Il est affirmé dans l'article L. 110-1 du Code de l'environnement, qui prévoit que les politiques de l'environnement s'inspirent de ce principe «selon lequel l'absence de certitude, compte tenu des connaissances scientifiques et techniques du moment, ne doit pas retarder l'adoption de mesures effectives et proportionnées visant à prévenir un risque de dommages graves et irréversibles à l'environnement à un coût économique acceptable».

Les juridictions françaises ont interprété ce principe et lui ont donné des effets juridiques directs.

PEUR

Mais il ne faut pas confondre principe de précaution et inaction.

La tentation du risque zéro guette ceux qui ont peur. Car outre les risques majeurs provenant de la nature, comme les éruptions volcaniques et les tsunamis qu'ils peuvent provoquer, beaucoup de personnes craignent les conséquences de découvertes scientifiques (bombe atomique, pollutions par des produits de synthèse, OGM, etc.). Et certaines en viennent à refuser la recherche et les progrès scientifiques. Pourtant, ce n'est pas la science qu'il faut mettre en cause mais l'utilisation de certaines de ses découvertes. Car il est important de développer nos connaissances. Pour évacuer l'obscurantisme qui génère des manipulations d'opinions. Pour savoir les causes des phénomènes naturels. Pour savoir prévenir de l'imminence de leur arrivée et avertir les populations concernées. Et les satellites, inventions du génie humain, sont dans ce cas des auxiliaires performants auxquels il ne faudrait pas renoncer au prétexte qu'ils peuvent nous tomber sur la tête comme le ciel sur celle des Gaulois.

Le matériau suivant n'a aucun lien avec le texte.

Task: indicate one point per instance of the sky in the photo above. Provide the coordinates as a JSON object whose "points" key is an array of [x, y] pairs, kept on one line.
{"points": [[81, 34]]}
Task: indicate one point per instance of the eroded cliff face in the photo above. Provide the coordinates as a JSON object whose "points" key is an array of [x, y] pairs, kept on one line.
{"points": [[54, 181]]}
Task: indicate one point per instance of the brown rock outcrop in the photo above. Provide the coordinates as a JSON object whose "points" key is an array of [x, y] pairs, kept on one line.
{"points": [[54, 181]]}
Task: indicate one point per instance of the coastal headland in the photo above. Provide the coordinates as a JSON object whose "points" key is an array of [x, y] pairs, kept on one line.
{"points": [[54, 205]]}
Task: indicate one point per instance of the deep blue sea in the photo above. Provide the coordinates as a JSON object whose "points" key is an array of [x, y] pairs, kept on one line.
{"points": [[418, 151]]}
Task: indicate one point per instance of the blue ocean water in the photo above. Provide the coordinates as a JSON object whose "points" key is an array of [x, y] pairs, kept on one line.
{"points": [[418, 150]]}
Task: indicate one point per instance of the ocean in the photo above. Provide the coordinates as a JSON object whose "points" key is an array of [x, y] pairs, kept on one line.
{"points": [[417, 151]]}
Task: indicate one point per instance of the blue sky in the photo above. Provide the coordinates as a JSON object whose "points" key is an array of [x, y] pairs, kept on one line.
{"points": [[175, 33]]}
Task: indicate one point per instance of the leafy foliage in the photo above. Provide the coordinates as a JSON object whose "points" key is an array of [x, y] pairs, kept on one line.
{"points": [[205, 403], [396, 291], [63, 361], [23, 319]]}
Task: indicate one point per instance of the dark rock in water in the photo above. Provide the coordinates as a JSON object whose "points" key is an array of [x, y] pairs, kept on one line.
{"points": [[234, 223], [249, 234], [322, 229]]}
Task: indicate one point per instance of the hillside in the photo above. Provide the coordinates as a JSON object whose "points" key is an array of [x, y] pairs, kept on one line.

OUI à la recherche. C'est une nécessité. Ce sont mille disciplines à servir sans peur mais sans qu'on puisse reprocher une imprévoyance par oubli du principe de précaution bien appliqué.

Pour cela, il faut encourager les vocations scientifiques. Et mobiliser les meilleurs esprits scientifiques de notre temps pour aider à préparer un avenir qui ne peut être construit sans eux.